How could a study “in the green” carry risk of replicating results?
Introduction to this series:
This series of posts frames its analysis through the lens of risk, rather than the conventional program-provider lens of potential and promises, or the conventional evaluator lens of a pass/fail checkmark that a program “works”. This series is for district-level decision-makers choosing or renewing programs. Your real-world use may be very different from the ‘lab’ setting in studies, which can affect your results. Differences could be in how you implement the program (see our blog on implementation risk) or in the results you ultimately replicate, or not. It’s important to understand and assess major risk areas. Understanding these risks helps you evaluate programs, weigh tradeoffs and choose risk mitigation strategies, and learn how to apply that program effectively to get results.
Related Posts:
- Lens: Why the lens of “risk”?
- Info: How risky are different sources of program information?
- Studies : How risky is your replicating results?
Overview and a Note
This post highlights several study risks and stresses the need for more than one study. It ends with recommendations for repeating studies in different settings to find reliable patterns and ensure results across all student groups.
Note: Highlighting the risks of a dearth of studies doesn’t mean single studies aren’t valuable—they are. Each research study is essential for evaluating how programs can be applied to work. But to address a myriad of risks, we do need many more studies than one or a few, each with comprehensive evaluations and reporting.
The risk types:
Following are seven study risks, and at the conclusion is a description of a continual evaluation strategy which addresses these risks. Information from use of this strategy will help program users determine specifically what needs to be done to achieve results.
1] Program revision risk:
Programs evolve, but studies only capture them at one point in time. In some cases, that point may be over a decade ago. It’s important to assess how program changes since the study might affect results. Vendor support for educators may have also changed too, such as training courses or support model. These changes can affect how much or how well the program is used and, in turn, the results.
2] High stakes assessment transfer risk:
Studies often focus on a specific state’s standardized test, which varies by state and year. States usually outsource standardized tests and may use different providers. Grade-level standards lists also vary by state and year.
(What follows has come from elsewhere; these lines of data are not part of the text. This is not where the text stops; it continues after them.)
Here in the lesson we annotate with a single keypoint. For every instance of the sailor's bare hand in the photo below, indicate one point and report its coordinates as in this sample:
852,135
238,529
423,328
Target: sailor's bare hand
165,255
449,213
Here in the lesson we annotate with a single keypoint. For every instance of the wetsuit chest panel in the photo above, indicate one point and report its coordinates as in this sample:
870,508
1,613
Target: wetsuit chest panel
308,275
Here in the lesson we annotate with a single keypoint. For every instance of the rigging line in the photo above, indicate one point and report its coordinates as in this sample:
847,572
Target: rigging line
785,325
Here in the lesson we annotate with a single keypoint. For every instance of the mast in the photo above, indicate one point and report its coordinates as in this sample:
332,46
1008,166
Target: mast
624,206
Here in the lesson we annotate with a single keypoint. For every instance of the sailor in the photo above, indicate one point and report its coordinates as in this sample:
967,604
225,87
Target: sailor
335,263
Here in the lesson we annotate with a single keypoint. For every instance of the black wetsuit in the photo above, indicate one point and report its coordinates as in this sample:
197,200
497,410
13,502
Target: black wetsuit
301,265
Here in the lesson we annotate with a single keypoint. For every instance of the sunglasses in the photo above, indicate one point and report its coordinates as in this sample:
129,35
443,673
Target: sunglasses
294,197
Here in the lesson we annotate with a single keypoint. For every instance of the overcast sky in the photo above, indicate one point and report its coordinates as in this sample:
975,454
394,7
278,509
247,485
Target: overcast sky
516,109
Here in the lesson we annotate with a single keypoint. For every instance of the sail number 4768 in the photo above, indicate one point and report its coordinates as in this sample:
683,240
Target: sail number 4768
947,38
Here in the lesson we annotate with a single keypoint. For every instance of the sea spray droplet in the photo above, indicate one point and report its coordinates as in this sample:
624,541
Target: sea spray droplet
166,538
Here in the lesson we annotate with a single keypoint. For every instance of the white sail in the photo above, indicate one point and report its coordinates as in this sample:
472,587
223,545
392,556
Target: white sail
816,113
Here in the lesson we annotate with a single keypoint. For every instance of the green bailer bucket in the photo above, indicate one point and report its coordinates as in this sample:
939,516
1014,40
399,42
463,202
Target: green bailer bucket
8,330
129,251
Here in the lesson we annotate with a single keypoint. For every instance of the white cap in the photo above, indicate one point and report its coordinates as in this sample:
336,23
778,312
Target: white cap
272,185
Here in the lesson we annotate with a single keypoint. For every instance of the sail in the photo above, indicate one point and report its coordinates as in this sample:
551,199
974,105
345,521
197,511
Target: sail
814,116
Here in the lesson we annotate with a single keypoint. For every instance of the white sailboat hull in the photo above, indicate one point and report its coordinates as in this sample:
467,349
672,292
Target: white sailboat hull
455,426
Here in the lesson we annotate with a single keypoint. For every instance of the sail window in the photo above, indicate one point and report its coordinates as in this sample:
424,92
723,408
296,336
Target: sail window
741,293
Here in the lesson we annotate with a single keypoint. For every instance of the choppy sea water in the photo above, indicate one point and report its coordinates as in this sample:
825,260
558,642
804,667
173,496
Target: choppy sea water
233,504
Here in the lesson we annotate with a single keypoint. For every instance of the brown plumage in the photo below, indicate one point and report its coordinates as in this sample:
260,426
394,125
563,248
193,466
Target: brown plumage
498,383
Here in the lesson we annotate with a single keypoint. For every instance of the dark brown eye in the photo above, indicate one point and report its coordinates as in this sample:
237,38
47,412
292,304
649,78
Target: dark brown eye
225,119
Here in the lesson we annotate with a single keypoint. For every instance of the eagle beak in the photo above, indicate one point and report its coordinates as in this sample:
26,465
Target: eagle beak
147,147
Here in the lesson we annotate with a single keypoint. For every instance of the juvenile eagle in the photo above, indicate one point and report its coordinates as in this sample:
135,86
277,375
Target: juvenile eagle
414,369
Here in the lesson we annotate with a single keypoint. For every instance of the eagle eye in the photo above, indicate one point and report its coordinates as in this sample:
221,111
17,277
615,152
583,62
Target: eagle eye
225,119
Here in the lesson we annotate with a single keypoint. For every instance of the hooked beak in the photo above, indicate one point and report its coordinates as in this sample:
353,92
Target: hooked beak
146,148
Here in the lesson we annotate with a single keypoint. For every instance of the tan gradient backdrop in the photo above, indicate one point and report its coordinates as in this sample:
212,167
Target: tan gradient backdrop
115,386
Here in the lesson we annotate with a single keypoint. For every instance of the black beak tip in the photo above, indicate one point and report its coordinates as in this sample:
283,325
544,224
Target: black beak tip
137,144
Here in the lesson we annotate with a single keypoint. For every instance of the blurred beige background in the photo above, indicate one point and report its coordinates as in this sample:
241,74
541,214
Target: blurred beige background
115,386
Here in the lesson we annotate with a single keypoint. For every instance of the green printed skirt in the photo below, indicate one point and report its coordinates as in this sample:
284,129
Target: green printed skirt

Bottom line: a historical study or a study from a different state likely didn’t use your current test. While this may not be a high risk, as results are usually consistent across independent, standardized tests, it’s still important to consider which assessments were used. For example, would a 3rd party assessment, on Kindergarten grade-level, in 1 charter district, in 2011 give you sufficient confidence about predicting impacts on your current state assessment for grades 3-5?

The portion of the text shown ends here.